Esta conversación tuvo lugar pocos días antes del estreno de La Novia del Diablo, en el que toda la orquesta quedó impresionada por el aspecto enfermizo de Pons. Y los que estaban acostumbrados a ver a Pons sentado a su mesa, y a tomarle por recadero, empezaban a hacerse preguntas, y en el círculo de amistades que frecuentaba el pobre hombre empezó a cundir una inquietud tan evidente, que incluso una serie de personas la notaron desde su butaca del teatro. A pesar de que, en sus paseos, Pons evitaba cuidadosamente a sus antiguas amistades cuando tropezaba con alguna de ellas, un día se encontró frente a frente con el ex ministro, el conde Popinot, en la tienda de Monistrol, uno de los más ilustres y audaces cambalacheros del nuevo bulevar Beaumarchais, de quien meses atrás Pons había hablado a la presidenta, y cuyo entusiasmo socarrón hace encarecer de día en día las antigüedades, que, según dicen ellos, abundan tan poco que ya no se encuentran.
—Mi querido Pons, ¿cómo es que no le hemos vuelto a ver? Le echamos mucho de menos, y la señora Popinot no sabe qué pensar de esta deserción.
—Señor conde —respondió el infeliz—, en casa de uno de mis parientes me han dado a entender que a mi edad ya se está de más en la sociedad. Hasta ahora nunca me habían recibido con demasiadas consideraciones, pero al menos todavía no se me había insultado. Yo nunca he pedido nada a nadie —dijo con el orgullo artista—. A cambio de algunas atenciones, yo solía ser útil a los que me acogían. Pero parece ser que me equivocaba, y que se me consideraba sujeto a todas las obligaciones, a todo género de servidumbres, a cambio del honor que me hacían invitándome a comer mis amigos, mis parientes… Pues bien, ya he presentado mi dimisión de gorrón. En mi casa encuentro todos los días lo que ninguna mesa me ha ofrecido aún: un verdadero amigo.
Estas palabras, impregnadas de la amargura que el anciano artista tenía aún la facultad de expresar con sus gestos y con su acento, impresionaron hasta tal punto al par de Francia, que llevó aparte al digno músico.

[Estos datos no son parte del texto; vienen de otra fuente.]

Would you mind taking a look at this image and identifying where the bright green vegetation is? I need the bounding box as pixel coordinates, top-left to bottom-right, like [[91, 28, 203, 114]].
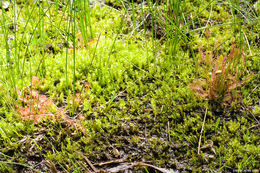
[[0, 0, 260, 172]]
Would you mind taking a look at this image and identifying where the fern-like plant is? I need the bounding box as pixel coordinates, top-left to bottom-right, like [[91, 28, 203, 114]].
[[190, 44, 251, 106]]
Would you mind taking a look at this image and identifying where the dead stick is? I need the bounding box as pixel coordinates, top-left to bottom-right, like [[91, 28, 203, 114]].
[[198, 108, 208, 155]]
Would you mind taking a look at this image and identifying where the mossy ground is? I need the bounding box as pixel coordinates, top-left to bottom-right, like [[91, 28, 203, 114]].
[[0, 1, 260, 172]]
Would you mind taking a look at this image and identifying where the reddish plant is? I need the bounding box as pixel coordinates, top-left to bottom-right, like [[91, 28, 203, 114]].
[[190, 44, 252, 106], [15, 76, 88, 133]]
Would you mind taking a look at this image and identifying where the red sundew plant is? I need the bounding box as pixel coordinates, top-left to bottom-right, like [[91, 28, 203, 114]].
[[190, 44, 251, 106], [15, 76, 88, 133]]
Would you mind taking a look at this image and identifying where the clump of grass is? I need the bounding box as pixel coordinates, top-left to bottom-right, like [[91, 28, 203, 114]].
[[190, 44, 251, 107]]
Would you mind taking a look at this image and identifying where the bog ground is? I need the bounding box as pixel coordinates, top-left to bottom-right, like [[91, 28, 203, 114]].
[[0, 0, 260, 173]]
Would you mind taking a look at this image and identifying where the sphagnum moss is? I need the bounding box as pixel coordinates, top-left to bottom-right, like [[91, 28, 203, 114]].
[[0, 1, 260, 172]]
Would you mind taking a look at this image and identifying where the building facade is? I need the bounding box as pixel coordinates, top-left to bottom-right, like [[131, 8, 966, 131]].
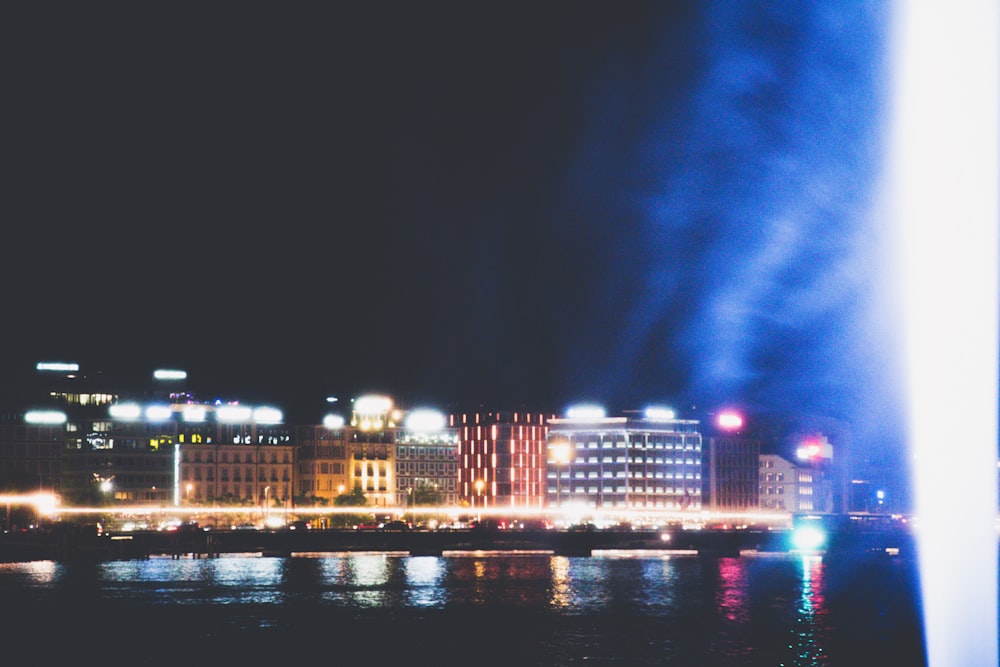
[[449, 411, 548, 509], [546, 408, 702, 511]]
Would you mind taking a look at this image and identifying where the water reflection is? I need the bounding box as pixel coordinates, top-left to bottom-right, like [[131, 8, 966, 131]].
[[792, 556, 829, 667]]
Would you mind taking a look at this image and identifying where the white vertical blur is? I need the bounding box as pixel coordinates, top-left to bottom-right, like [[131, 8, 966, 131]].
[[889, 0, 1000, 667]]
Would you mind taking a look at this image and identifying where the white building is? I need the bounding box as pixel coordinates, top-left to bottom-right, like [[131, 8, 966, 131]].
[[546, 407, 702, 510]]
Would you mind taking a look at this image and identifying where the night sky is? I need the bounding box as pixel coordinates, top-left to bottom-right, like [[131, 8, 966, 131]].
[[0, 2, 899, 490]]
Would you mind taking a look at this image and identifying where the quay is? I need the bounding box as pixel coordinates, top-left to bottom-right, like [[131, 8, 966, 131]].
[[0, 526, 913, 562]]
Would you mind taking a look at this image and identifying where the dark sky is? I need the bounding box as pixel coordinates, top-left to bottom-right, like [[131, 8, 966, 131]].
[[0, 2, 893, 486]]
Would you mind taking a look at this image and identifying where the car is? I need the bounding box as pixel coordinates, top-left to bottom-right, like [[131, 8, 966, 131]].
[[379, 521, 410, 531]]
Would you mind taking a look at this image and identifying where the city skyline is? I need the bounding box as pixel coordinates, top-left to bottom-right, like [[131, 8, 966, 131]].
[[0, 2, 904, 496]]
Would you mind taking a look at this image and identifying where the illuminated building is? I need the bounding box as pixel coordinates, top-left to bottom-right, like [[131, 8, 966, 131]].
[[0, 410, 66, 504], [295, 426, 353, 504], [546, 406, 702, 511], [347, 395, 402, 506], [449, 411, 548, 508], [396, 410, 458, 507], [758, 454, 833, 513], [706, 435, 760, 512]]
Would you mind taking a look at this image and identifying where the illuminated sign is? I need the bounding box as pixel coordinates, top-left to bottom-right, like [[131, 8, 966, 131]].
[[24, 410, 66, 424]]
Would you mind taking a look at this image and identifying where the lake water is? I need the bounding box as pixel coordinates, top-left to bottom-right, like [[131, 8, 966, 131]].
[[0, 553, 925, 667]]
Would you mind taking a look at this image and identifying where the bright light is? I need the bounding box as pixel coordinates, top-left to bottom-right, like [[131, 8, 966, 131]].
[[145, 405, 173, 422], [792, 526, 826, 551], [886, 0, 1000, 667], [181, 405, 208, 422], [24, 410, 66, 424], [566, 404, 604, 421], [406, 409, 447, 433], [715, 412, 743, 431], [215, 405, 253, 423], [354, 394, 392, 415], [108, 403, 142, 420], [645, 406, 674, 421], [35, 361, 80, 373], [253, 406, 284, 424], [323, 414, 344, 431], [153, 368, 187, 380]]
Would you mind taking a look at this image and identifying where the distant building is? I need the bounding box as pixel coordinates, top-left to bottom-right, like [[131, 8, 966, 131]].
[[706, 435, 760, 512], [395, 410, 458, 507], [546, 407, 702, 511], [759, 454, 834, 514], [0, 410, 66, 493], [449, 410, 548, 509], [293, 420, 353, 503]]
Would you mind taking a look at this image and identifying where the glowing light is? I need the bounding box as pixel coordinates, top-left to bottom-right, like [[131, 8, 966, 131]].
[[181, 405, 208, 422], [323, 414, 344, 431], [24, 410, 66, 424], [144, 405, 173, 422], [566, 404, 605, 421], [795, 438, 833, 461], [354, 394, 392, 415], [406, 409, 446, 433], [35, 361, 80, 373], [888, 0, 1000, 666], [215, 405, 253, 423], [792, 526, 826, 551], [645, 406, 674, 422], [108, 403, 142, 421], [153, 368, 187, 380], [253, 406, 284, 424], [715, 412, 743, 431]]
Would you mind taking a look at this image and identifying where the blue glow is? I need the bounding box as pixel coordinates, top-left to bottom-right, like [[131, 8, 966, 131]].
[[792, 525, 826, 551]]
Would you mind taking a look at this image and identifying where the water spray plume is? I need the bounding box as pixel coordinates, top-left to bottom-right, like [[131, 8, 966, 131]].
[[889, 0, 1000, 667]]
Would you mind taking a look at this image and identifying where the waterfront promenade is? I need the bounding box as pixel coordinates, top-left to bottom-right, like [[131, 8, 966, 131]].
[[0, 526, 912, 562]]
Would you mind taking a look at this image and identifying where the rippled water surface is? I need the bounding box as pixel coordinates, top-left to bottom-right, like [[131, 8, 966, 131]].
[[0, 554, 924, 666]]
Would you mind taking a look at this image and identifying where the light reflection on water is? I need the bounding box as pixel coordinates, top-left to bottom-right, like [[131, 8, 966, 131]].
[[0, 553, 922, 667]]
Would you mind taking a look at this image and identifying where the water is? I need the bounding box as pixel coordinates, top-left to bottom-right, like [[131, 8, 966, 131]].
[[0, 554, 925, 666]]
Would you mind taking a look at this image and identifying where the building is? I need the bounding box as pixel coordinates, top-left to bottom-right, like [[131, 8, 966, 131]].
[[395, 410, 459, 507], [348, 395, 403, 507], [293, 418, 353, 505], [0, 410, 66, 493], [449, 411, 548, 509], [546, 406, 702, 511], [759, 454, 833, 514], [705, 435, 760, 512]]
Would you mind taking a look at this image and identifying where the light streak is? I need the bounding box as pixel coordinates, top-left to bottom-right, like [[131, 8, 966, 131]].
[[889, 0, 1000, 666]]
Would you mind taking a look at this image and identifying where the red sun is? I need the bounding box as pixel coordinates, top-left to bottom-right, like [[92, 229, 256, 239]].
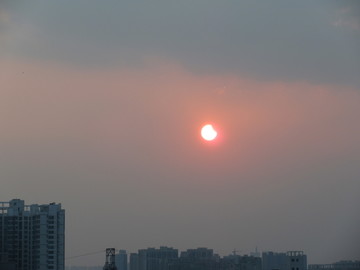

—Veamos, mi buen amigo, ¿qué le ha ocurrido? ¿No puede usted confiarme lo que le ha herido de este modo? Permítame hacerle observar que en mi casa espero que haya encontrado siempre todas las consideraciones…
—Usted es la única excepción que hago —dijo el pobre hombre—. Además, usted es un gran señor, un hombre de Estado, y sus preocupaciones lo excusarían todo, en caso de que fuera necesario.
Pons, ante la habilidad diplomática que Popinot había adquirido manejando hombres y negocios, terminó por contar sus infortunios en casa del presidente de Marville. Popinot se tomó tanto interés por el asunto, que apenas llegar a su casa habló de ello con la señora Popinot, una mujer excelente y muy digna, que, en la primera ocasión en que se encontró con la presidenta le transmitió sus quejas. Por su parte el ex ministro ya había hablado con el presidente a este respecto, y de este modo en casa de los Camusot de Marville hubo una explicación en familia. A pesar de que Camusot no fuera precisamente quien mandara en su casa, sus amonestaciones eran demasiado fundadas de hecho y de derecho, para que su mujer y su hija no las reconociesen como justificadas; ambas se humillaron y cargaron la culpa a los criados, y éstos, una vez convocados y reprendidos, no obtuvieron el perdón hasta que lo hubieron confesado todo, lo cual demostró al presidente la razón que asistía al primo Pons para quedarse en su casa. Como todos los hombres que están dominados por sus mujeres, el presidente desplegó toda su majestad marital y judiciaria, declarando a sus criados que serían despedidos y que perderían así todos los beneficios que sus largos años de servicio podrían haberles valido, si, a partir de entonces, su primo Pons y todos los que le hacían el honor de acudir a su casa, no eran tratados como él mismo. Esta frase hizo sonreír a Madeleine.
—Os diré más —dijo el presidente—, sólo tenéis una posibilidad de salvaros, y es la de desarmar a mi primo presentándole vuestras excusas. Id a decirle que el que sigáis en esta casa depende exclusivamente de él, ya que, si él no os perdona, os despido a todos.